Słynny amerykański raper Lil Wayne następny rok, a jeśli będzie grzeczny - osiem miesięcy, spędzi w nowojorskim więzieniu. Powód? Nielegalne posiadanie broni.
27-letni Lil Wayne, a właściwie Dwayne Carter, broń miał w swoim autobusie w lipcu 2007 r. Z wyrokiem skazującym pogodził się tym bardziej, że był on wynikiem umowy. Raper obiecał się od niego nie odwoływać.

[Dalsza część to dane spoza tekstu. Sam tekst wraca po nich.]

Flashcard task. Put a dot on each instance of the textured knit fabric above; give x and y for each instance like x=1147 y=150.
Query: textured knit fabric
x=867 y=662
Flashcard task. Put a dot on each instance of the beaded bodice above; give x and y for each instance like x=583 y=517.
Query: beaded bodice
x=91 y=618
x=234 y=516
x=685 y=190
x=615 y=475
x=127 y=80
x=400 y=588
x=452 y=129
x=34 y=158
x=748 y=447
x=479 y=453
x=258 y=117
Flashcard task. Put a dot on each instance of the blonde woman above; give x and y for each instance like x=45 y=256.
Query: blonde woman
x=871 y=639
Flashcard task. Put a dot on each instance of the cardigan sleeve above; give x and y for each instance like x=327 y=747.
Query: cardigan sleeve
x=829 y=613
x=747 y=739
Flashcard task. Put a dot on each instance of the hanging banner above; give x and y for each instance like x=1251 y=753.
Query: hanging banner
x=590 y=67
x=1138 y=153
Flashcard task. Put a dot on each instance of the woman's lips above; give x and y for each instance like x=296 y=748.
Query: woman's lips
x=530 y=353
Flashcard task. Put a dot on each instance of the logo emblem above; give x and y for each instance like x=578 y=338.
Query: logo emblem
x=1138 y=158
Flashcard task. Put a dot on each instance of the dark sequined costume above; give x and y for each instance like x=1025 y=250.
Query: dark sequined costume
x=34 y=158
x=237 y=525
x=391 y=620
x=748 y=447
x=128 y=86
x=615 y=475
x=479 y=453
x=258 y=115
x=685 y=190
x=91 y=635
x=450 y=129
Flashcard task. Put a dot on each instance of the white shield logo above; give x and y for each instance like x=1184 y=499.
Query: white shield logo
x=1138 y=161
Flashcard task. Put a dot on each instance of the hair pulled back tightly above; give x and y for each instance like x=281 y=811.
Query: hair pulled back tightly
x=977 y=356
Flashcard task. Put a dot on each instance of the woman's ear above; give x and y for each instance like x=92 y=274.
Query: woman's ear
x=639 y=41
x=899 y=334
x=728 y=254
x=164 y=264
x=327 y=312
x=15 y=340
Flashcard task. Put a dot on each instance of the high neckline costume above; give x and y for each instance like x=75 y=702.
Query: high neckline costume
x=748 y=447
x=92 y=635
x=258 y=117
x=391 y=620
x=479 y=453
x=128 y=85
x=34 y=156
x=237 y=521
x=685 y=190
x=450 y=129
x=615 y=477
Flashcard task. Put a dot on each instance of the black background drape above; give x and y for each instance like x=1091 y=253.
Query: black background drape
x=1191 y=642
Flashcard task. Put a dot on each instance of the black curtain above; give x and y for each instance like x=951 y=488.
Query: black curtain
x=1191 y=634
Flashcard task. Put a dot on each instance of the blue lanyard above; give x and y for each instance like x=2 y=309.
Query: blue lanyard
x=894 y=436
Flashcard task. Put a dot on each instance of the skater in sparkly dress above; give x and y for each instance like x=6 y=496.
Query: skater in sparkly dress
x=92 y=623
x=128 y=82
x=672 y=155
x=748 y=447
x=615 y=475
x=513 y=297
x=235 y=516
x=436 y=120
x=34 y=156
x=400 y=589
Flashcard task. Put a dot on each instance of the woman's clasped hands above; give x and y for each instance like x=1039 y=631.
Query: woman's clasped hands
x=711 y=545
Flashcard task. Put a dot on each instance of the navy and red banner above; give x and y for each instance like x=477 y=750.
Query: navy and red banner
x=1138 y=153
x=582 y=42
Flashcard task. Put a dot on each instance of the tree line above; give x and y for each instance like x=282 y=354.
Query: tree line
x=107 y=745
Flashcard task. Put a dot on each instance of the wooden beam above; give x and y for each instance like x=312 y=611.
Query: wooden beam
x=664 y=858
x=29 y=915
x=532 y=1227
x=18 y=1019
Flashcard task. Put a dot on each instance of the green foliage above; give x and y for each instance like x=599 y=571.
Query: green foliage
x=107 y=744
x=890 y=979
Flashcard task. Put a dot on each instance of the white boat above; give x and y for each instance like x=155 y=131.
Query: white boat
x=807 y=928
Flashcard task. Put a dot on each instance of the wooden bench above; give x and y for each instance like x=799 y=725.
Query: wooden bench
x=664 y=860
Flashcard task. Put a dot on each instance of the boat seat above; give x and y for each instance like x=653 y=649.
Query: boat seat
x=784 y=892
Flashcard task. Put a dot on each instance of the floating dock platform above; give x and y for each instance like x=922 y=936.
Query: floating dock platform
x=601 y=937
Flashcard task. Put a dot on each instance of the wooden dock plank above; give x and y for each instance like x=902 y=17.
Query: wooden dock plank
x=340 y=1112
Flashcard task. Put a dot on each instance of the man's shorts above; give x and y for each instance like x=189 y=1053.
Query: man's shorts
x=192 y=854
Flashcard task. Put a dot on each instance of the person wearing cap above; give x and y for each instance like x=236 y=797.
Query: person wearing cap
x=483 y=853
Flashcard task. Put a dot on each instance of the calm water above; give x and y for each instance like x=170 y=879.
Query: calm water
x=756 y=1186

Wyroku muzyk wysłuchał w ciszy, którą zachował także gdy wychodził z sądu w kajdankach. Jego kroki skierowane były do stanowego więzienia Rikers Island. Posiedzi tam rok, a jeśli się będzie dobrze sprawował, wyjdzie już po ośmiu miesiącach.
Nie zasypia gruszek w popiele
Więzienie raczej raperowi nie zaszkodzi. Na swoim zatargu z prawem muzyk, którego album "Tha Carter III" był najlepiej sprzedającą się płytą w USA w 2008 r., już zdążył skorzystać.
W oczekiwaniu na wyrok zdążył nakręcić sześcioczęściowy serial dla MTV o swoim życiu. Po wyjściu z więzienia z pewnością powstaną kolejne odcinki.